In this same speech in which al-Bashir decreed the country's constitution and future in just a few improvised words, he also commented on the case of the Sudanese girl who whipped in public in a language that challenges the view of many Sudanese, especially as Islam in Sudan has always been distinguished by its tolerance, which is something that is inherent in this religion, as well as in the natural disposition of the Sudanese people. Al-Bashir called on those who objected to the brutal whipping of this girl to "perform ablutions, pray to God, and return to Islam." He added that "punishment in Islamic Shariaa law includes whipping, amputation, and death, and we will not be flexible with regards to the ordinances of Allah and the Islamic Shariaa." However these words contradict what he previously said with regards to the amending of the constitution depending on whether or not the southerners choose to secede. So, will the regime compromise over Islam and the implementation of Islamic Shariaa law depending upon whether the south chooses to secede or not? Were they flexible over Islamic Shariaa law when they froze its implementation for years? There has been a shift in the regime's position, from utilizing the slogan of the "Islamic Revolution – providing safe haven to extremist Islamists from everywhere, offering training camps to Osama Bin Laden and his followers, and providing assistance to those behind the assassination attempt on Egyptian President Hosni Mubarak in Addis Ababa – to the regime changing tack, submitting to foreign pressure, and kicking out its unwelcome guests, and even moving to cooperating with US and French intelligence…so how will the regime explain this [if it becomes an Islamic state]? Nobody knows, however the practice of "Taqiyaa" [concealing one's faith during dangerous circumstances] remains one that those in the regime have been committed to since they first came to power through a coup against the [previous] democratic regime, which they themselves were members of. They placed some of the previous regime's leaders in jail with the aim of concealing the true identity of their regime, and hushing up the role played by the National Islamic Front.

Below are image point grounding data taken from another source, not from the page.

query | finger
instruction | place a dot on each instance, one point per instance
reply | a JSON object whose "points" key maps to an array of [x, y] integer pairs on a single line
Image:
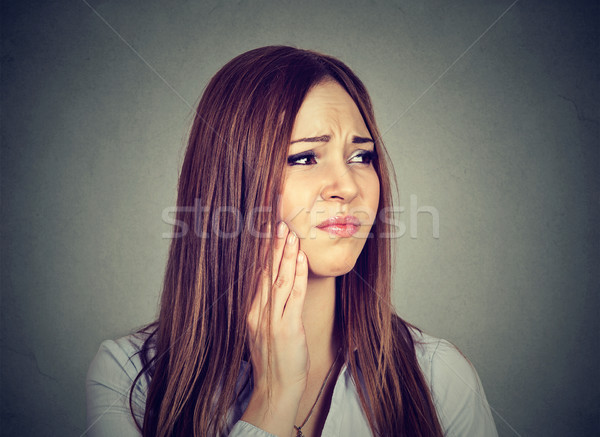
{"points": [[285, 276], [259, 298], [265, 275], [279, 246], [295, 303]]}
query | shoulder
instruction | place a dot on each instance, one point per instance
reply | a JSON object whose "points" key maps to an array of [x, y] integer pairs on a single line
{"points": [[455, 387], [117, 364]]}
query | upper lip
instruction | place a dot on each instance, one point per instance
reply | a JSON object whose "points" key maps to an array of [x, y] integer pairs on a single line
{"points": [[338, 221]]}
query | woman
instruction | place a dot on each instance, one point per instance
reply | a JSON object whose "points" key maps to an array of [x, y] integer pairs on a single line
{"points": [[276, 315]]}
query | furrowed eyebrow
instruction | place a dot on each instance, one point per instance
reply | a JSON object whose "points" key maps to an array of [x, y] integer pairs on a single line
{"points": [[361, 140], [325, 138], [321, 139]]}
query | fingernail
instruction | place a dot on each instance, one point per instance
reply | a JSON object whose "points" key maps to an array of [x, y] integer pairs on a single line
{"points": [[292, 238], [281, 230]]}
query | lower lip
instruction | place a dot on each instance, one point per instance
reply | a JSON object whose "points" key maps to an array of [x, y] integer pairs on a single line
{"points": [[346, 230]]}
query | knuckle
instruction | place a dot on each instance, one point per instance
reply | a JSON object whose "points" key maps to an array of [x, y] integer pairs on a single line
{"points": [[280, 282]]}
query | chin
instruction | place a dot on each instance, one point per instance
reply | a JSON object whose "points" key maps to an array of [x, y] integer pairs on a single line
{"points": [[328, 268]]}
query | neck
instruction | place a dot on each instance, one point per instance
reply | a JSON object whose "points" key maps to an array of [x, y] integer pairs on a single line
{"points": [[319, 321]]}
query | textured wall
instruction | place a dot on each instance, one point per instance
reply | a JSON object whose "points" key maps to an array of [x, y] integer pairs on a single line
{"points": [[494, 128]]}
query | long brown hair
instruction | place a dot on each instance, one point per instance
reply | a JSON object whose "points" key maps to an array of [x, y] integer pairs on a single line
{"points": [[233, 170]]}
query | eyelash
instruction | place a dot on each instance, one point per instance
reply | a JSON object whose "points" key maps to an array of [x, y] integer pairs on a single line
{"points": [[368, 156]]}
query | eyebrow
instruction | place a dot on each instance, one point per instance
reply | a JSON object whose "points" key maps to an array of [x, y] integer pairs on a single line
{"points": [[325, 138]]}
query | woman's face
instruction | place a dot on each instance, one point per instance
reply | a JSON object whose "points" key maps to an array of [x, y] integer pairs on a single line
{"points": [[329, 176]]}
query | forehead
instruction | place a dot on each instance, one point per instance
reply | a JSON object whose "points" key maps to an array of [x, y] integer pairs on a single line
{"points": [[326, 108]]}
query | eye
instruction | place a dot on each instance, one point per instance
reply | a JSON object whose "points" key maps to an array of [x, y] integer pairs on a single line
{"points": [[365, 157], [304, 158]]}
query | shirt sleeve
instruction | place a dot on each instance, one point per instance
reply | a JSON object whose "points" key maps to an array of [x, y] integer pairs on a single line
{"points": [[458, 394], [108, 382]]}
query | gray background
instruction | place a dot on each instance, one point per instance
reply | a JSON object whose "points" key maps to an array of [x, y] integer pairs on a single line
{"points": [[502, 140]]}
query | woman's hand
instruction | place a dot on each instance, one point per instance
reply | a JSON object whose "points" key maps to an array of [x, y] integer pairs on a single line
{"points": [[289, 359]]}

The talk that is being repeated these days about the constitution being amended and Sudan being declared an "Islamic" state seems to be nothing more than the regime attempting to hide behind the Islamic Shariaa law in order to avoid responsibility for dividing the country. They are attempting to draw everybody's attention away from the referendum and the forthcoming secession of the south, and the dangerous consequences that this will have, including the implications this will have on the war in Darfur, and the other developments that will result in the situation being more dangerous than many people imagine. There are also some parties within the regime that hope for, and even actively worked to ensure, the secession of the south, so that they will be solely in power in the north and can therefore revive their project to establish an Islamic state there, even if this state is not as large [as the previous unified state], and has a convulsive political approach that is contrary to the nature of the people it rules, and does not follow the tolerance of Islam, and its concept of just rule.

*Published in the London-based ASHARQ ALAWSAT on Dec. 30, 2010.